Validation Between Handoffs
The space between two agents is where things break. Agent A returns something unexpected, agent B receives garbage, and the pipeline produces nonsense. Validation at handoff points catches these failures early.
interface HandoffValidator {
validate(
output: unknown,
expectedSchema: Schema
): ValidationResult;
}
// Between each pipeline step:
const result = await agent.run(input);
const validation = validator.validate(result, nextAgent.inputSchema);
if (!validation.valid) {
// Option 1: Retry with error context
const retryResult = await agent.run(input, {
additionalContext: `Previous output was invalid: ${validation.errors.join(", ")}. Please fix.`,
});
// Option 2: Fall back to a default
// Option 3: Halt the pipeline with a clear error
}
Three validation strategies, in order of preference:
- Retry with feedback. Give the agent its validation errors and ask it to fix them. Works well for formatting issues.
- Default values. If a non-critical field is missing, use a sensible default and continue.
- Halt with diagnostics. If the output is fundamentally wrong, stop the pipeline and report exactly which step failed and why.
Building with Agent Forge
Agent Forge provides scaffolding for this pattern. It generates the agent configuration files, sets up the contract validation, and creates the pipeline runner — so you can focus on writing the system prompts and testing the agent behavior rather than building infrastructure.

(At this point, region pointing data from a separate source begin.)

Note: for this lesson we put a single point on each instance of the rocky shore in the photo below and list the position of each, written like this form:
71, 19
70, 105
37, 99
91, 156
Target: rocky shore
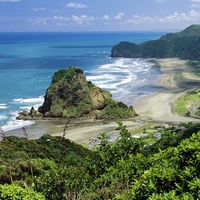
153, 108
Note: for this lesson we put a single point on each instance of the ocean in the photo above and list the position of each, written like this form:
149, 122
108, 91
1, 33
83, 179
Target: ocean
29, 60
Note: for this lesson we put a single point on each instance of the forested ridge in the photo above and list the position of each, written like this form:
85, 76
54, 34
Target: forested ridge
55, 168
183, 45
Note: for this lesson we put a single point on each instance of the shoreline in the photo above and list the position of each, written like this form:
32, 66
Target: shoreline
175, 78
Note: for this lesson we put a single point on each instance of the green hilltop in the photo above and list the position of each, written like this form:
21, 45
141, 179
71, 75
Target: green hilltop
183, 45
70, 95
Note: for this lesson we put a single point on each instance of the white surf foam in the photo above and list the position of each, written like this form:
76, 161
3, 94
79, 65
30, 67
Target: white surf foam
121, 77
3, 106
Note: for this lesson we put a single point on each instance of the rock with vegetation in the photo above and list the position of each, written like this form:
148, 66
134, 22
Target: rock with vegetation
183, 45
70, 95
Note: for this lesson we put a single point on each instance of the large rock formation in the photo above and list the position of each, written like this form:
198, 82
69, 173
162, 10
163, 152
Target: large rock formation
70, 95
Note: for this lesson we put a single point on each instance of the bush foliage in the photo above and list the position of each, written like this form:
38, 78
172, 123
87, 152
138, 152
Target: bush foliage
55, 168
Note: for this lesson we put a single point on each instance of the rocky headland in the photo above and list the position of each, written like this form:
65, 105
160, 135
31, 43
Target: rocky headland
184, 45
70, 95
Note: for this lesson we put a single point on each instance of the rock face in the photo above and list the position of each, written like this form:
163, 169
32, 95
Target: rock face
71, 95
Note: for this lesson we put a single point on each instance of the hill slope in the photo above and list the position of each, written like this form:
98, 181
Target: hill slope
184, 45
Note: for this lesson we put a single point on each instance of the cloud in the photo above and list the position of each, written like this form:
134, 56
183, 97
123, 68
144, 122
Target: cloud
75, 5
197, 1
160, 1
38, 9
106, 17
38, 21
82, 18
61, 18
195, 5
10, 0
119, 15
191, 16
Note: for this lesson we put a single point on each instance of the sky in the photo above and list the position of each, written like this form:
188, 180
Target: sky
94, 15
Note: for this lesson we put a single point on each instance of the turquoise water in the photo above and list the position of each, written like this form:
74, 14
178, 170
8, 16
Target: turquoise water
28, 61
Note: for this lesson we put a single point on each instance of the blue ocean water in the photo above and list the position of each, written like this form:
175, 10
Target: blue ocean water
28, 61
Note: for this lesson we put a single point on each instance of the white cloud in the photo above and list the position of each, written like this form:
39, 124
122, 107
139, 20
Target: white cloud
106, 17
38, 9
160, 1
61, 18
197, 1
119, 15
82, 18
38, 21
76, 5
10, 0
195, 5
191, 16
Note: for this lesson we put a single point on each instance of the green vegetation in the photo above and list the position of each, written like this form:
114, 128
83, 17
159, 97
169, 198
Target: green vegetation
58, 169
183, 45
70, 95
188, 104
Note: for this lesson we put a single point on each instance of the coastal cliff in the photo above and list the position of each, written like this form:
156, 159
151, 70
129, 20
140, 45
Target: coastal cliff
183, 45
70, 95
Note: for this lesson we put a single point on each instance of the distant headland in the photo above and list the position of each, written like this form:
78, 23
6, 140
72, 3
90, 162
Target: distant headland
183, 45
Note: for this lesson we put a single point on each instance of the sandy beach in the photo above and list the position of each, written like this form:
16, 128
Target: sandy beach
176, 77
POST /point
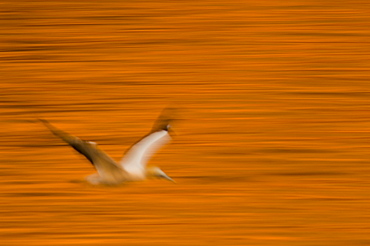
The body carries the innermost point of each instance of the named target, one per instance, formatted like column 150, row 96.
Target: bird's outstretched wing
column 138, row 155
column 105, row 165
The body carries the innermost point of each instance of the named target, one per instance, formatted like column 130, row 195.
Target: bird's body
column 132, row 167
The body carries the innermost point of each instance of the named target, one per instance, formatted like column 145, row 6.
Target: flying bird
column 133, row 166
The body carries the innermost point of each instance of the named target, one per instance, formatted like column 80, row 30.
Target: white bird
column 133, row 166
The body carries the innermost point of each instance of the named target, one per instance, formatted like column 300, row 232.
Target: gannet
column 133, row 166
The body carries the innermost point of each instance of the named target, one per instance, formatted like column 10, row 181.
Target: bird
column 133, row 165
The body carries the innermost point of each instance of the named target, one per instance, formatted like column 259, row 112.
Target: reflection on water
column 272, row 148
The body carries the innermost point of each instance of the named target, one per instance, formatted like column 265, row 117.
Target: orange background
column 272, row 145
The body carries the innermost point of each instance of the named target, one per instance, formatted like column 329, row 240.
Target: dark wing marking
column 102, row 162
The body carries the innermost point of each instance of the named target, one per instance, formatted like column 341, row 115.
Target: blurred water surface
column 272, row 145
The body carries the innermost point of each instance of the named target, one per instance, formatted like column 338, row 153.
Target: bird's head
column 156, row 172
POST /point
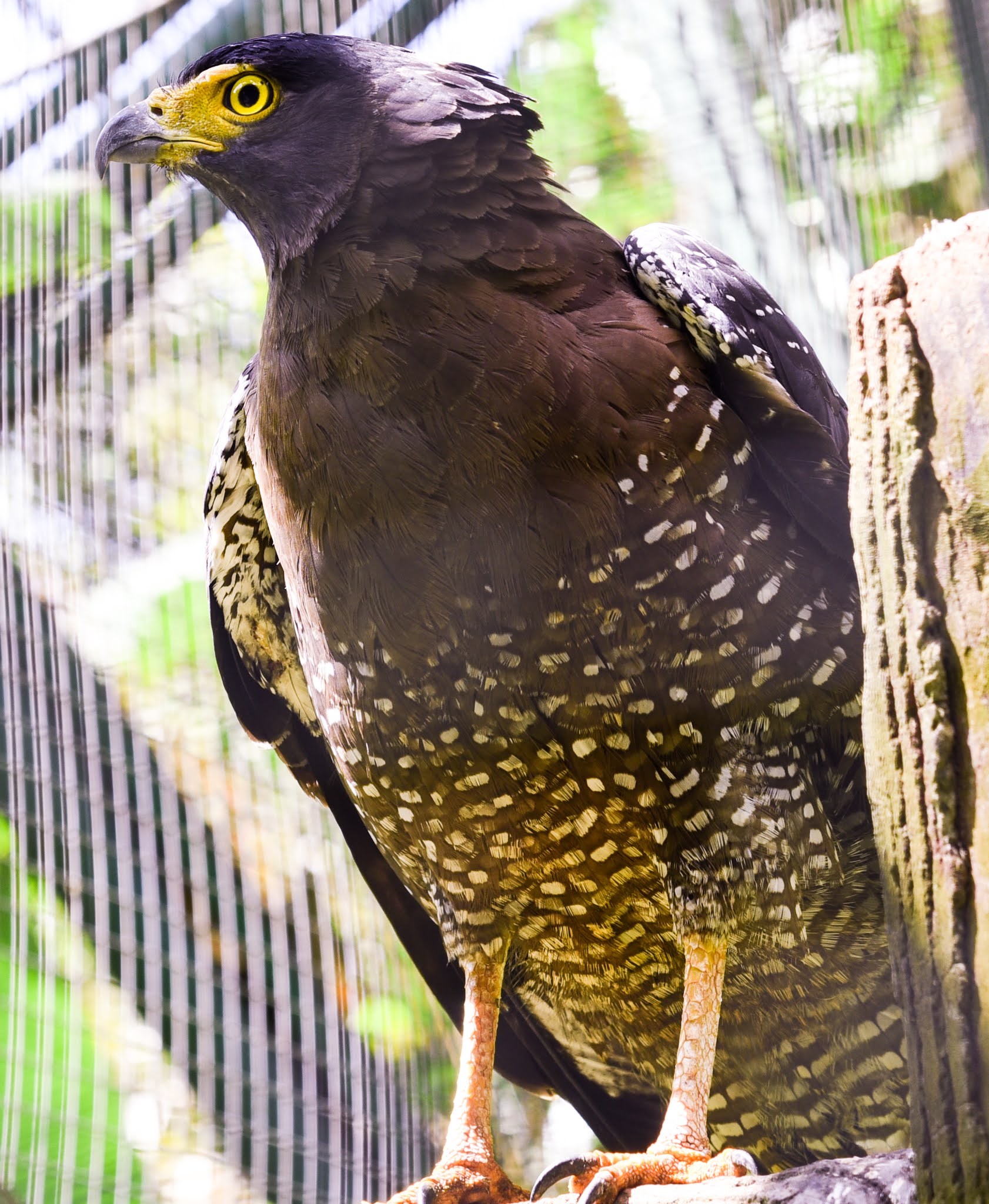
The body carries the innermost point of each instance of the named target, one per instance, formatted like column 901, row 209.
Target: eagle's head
column 276, row 128
column 281, row 128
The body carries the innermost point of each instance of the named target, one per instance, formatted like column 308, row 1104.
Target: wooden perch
column 882, row 1179
column 920, row 424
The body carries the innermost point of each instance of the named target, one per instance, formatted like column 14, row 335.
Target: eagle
column 529, row 553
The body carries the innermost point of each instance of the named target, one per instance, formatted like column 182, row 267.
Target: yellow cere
column 211, row 110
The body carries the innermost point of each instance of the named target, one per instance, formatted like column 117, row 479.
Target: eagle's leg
column 681, row 1154
column 466, row 1172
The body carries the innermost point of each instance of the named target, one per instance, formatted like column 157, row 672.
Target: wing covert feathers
column 761, row 366
column 263, row 689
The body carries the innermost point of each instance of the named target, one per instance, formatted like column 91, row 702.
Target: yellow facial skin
column 210, row 111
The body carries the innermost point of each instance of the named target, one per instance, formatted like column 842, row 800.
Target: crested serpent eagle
column 529, row 553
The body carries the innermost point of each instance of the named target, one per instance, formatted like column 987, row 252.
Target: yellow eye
column 249, row 95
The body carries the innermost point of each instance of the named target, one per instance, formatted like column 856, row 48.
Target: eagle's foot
column 462, row 1184
column 600, row 1176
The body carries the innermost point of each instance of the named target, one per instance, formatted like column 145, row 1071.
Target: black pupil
column 250, row 95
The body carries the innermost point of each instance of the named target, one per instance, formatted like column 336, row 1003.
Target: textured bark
column 882, row 1179
column 920, row 420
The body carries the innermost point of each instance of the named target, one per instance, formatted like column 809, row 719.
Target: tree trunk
column 920, row 425
column 882, row 1179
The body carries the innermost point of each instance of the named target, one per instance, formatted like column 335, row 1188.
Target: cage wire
column 199, row 999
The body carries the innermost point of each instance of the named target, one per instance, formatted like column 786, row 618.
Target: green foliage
column 46, row 235
column 62, row 1115
column 174, row 633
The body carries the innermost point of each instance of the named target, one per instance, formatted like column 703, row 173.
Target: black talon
column 576, row 1166
column 600, row 1188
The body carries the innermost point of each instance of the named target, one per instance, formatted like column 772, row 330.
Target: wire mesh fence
column 198, row 997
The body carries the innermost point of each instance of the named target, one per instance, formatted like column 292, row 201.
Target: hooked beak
column 135, row 135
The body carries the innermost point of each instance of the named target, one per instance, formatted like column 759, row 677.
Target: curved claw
column 580, row 1165
column 602, row 1188
column 745, row 1160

# Scaffold a new sub-agent
agent-forge create test-generator --model claude-sonnet --category testing
# Define the contract interactively
agent-forge contract test-generator
# Add it to a pipeline
agent-forge pipeline add pr-review --step test-generator --after diff-analyzer
# Run the pipeline locally
agent-forge pipeline run pr-review --input '{"diff": "..."}'
Design Guidelines
Keep prompts under 500 words. If your system prompt is longer, your agent’s scope is probably too broad. Split it.
Test with adversarial inputs. Send your agent malformed JSON, empty strings, and absurdly long inputs. The contract validation should catch these, but verify.
Version your agents. When you update a system prompt, the agent’s behavior changes. Tag versions so pipelines can pin to a known-good configuration.
Log everything. Every sub-agent invocation should log its input, output, model used, token count, and latency. This data is essential for debugging pipelines and optimizing costs.
Start with two agents. Do not design a twelve-agent pipeline on paper. Build two agents, connect them, verify the handoff works, then add the third. Incremental composition catches integration issues early.
The goal is not to build the most sophisticated multi-agent system. The goal is to build reliable, predictable automation from small, testable pieces.